So it was voice activated, she realised. Another thud came from the hatch as
she struggled to recall the pronunciation of the tau word for “confirm”. Then
she realised that she had said “launch” in Gothic, and the pod’s systems had
understood her. Clearly, the tau had extensive knowledge of the Imperium, and
had disseminated that knowledge throughout their empire.

“Confirm,” she said.

The blue illumination inside the pod dipped, then came back, assuming a
pulsating rhythm. A siren started up as the pod’s systems cycled into life, the
air pressure change causing her ears to pop.

There was a grinding sound as an unseen launch cradle disengaged, accompanied
by suddenly frantic knocking at the hatch. A low, subsonic machine hum started
up, rising through the audible range to a high-pitched whine that made the hairs
on the back of Brielle’s neck stand on end.

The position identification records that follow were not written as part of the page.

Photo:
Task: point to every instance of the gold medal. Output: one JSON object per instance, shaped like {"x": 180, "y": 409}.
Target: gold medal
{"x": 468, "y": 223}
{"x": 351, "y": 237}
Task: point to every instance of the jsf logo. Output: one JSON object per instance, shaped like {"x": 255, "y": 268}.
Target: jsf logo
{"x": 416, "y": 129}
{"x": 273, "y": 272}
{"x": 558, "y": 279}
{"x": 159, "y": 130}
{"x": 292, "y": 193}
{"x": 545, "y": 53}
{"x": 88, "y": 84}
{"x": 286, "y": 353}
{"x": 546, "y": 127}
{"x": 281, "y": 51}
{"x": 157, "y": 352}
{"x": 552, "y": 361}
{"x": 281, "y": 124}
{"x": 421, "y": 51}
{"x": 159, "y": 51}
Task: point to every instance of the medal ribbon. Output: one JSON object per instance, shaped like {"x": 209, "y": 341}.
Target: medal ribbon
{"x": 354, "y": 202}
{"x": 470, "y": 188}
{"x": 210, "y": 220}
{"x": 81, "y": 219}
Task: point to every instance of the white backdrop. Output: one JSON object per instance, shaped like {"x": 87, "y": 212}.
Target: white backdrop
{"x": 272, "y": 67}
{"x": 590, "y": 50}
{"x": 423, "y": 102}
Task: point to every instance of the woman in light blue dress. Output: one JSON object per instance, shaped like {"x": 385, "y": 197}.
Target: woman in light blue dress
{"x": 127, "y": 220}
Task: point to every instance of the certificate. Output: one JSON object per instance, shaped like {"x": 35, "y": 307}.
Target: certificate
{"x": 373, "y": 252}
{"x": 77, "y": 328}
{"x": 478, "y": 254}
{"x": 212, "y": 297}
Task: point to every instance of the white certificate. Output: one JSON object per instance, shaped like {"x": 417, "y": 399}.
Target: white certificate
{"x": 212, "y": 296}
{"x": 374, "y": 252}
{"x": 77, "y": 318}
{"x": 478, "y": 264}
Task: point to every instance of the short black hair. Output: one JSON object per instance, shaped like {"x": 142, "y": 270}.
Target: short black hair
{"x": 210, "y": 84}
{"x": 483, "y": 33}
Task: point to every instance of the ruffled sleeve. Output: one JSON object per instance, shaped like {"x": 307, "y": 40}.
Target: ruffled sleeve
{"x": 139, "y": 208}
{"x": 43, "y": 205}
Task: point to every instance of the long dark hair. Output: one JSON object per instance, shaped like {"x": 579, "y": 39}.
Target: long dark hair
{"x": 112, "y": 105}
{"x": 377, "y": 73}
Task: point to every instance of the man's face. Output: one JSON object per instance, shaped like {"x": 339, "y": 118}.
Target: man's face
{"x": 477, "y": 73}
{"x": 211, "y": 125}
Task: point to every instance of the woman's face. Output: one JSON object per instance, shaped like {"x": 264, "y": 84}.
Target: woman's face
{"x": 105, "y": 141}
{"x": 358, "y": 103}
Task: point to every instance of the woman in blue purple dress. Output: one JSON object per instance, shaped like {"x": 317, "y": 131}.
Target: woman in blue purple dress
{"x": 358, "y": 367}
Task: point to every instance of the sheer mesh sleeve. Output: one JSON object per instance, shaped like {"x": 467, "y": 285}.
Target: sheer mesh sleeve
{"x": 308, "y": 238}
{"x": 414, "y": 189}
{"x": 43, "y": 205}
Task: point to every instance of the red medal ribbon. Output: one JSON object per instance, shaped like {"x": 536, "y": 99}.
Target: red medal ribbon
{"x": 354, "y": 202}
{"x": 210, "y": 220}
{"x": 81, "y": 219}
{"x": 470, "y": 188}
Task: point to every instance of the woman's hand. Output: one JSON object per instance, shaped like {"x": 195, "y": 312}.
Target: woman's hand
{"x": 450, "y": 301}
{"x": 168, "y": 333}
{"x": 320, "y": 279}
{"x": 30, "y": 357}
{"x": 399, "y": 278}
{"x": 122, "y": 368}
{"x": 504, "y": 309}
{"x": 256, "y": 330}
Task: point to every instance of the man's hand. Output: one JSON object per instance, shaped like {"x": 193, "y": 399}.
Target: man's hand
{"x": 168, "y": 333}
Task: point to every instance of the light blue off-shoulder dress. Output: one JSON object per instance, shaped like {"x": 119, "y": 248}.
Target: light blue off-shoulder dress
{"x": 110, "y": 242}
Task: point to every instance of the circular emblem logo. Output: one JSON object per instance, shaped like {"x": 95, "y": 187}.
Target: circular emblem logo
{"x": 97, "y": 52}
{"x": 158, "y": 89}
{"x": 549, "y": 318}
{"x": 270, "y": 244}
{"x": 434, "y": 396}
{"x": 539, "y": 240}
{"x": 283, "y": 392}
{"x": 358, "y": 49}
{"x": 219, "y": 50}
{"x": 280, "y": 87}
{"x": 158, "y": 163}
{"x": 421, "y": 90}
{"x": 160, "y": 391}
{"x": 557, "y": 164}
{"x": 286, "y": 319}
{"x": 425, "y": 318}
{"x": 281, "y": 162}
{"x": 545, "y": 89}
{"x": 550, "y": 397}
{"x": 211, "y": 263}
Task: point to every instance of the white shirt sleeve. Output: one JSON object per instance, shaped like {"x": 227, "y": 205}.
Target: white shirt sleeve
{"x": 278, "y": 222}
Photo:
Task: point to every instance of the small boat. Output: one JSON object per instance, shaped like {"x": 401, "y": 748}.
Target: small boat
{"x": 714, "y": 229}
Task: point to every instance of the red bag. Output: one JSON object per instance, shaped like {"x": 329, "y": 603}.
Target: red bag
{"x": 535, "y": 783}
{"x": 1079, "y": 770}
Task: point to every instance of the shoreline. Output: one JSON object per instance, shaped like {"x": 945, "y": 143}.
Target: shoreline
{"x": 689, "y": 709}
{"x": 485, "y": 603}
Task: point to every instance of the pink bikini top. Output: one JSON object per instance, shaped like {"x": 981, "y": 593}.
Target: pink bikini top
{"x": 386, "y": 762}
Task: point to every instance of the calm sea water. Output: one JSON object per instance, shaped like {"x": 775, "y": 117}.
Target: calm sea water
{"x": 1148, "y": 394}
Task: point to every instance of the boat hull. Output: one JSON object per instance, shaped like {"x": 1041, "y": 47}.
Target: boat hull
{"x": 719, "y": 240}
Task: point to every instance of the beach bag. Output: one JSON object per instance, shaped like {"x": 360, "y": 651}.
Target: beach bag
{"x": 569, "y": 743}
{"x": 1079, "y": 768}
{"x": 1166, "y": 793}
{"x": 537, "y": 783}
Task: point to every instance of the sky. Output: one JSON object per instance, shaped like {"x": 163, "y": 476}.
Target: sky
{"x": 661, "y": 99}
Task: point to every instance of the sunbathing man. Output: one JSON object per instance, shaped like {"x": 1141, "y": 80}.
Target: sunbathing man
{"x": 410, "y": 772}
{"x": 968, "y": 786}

With a jolt, the saviour pod propelled itself from the launch tube. The
grav-couch enveloped Brielle’s body even tighter, pressing in around her so that
only the extremities of her legs, torso and arms were visible. Then a dampening
field powered up around her, entirely cancelling out any sense of acceleration.
The view through the porthole changed as the globe of Dal’yth Prime swung away,
to be replaced by the white, cliff-like flank of the
Dal’yth Il’Fannor O’kray
.
The now-empty tube that the pod had launched from was revealed as one in a line
of dozens, and yet more were visible on every deck of the vessel.

A plume of silent flame, flaring as if in slow motion from a black wound on
the warship’s side, drew Brielle’s attention. She smiled wickedly, proud of her
work in wrecking the communications bay. She guessed that the flame was the
result of the entire bay being voided, so as to starve the fire of oxygen since
she had disarmed the suppression systems.

The pod’s manoeuvring jets flared, the hissing sound especially loud in such
a small vessel. The tau warship spun around as the pod changed attitude, and
Brielle caught sight of a point defence weapons blister nearby. The blister
sported a twin-barrelled weapon, which swivelled around to fix on the pod.
Brielle’s heart almost stopped beating as she fixed on the gun turret, willing
it not to fire. Now would be a damn stupid time to die, she thought… Please,
don’t fire.

It didn’t, the weapon lingering on the pod for a moment before tracking back
in the opposite direction.

The manoeuvring jets flared again and the pod swung around so that its base,
which consisted of one, huge retro jet, was pointing directly towards the planet
below.

The terminal above Brielle’s head bleeped and the display changed from the
tau text, to a graph plotting the craft’s insertion, descent and landing. The
three stages were shown in simple graphics, each labelled with the time it would
take to complete. The chart showed a direct descent, lasting twenty-two minutes
from now to landing. The craft would be in position to begin the descent in less
than six minutes.

“No you don’t…” Brielle said under her breath, another manoeuvring jet
firing.

Repeat instruction
, the text blinked, superimposed over the trajectory
chart.

“What?” Brielle muttered.

Repeat instruction,
the text flashed again.

“Erm…” Brielle said, feeling at once foolish and guilty. She had grown
accustomed to the tau’s use of thinking machines, but actually talking to one
dredged up the teachings of the Imperial Creed in no uncertain terms. “Alter, er…
landing point?”

Input new landing point
, the screen flashed. A moment later the text
was replaced by a flat representation of the surface of Gel’bryn, overlaid with
a fine grid. Brielle understood the system straight away, and recognised it as
intended for use under the considerable pressures of an emergency evacuation
from a stricken spacecraft. She searched her memory for a rough idea of the
location of Gel’bryn, and scanned the area where she estimated it would be
found. That stretch of the main continent’s eastern seaboard contained a dozen
cities. She recalled the conversations with Aura, and the scenes she had
witnessed in the command centre. It must be the eastern-most of the twelve
cities, the one nearest the ocean.

There it was. “Nine, nine, seven, zero two, er…” she read off Gel’bryn’s
coordinates from the grid, “by, er, two, nine, two, five, zero.”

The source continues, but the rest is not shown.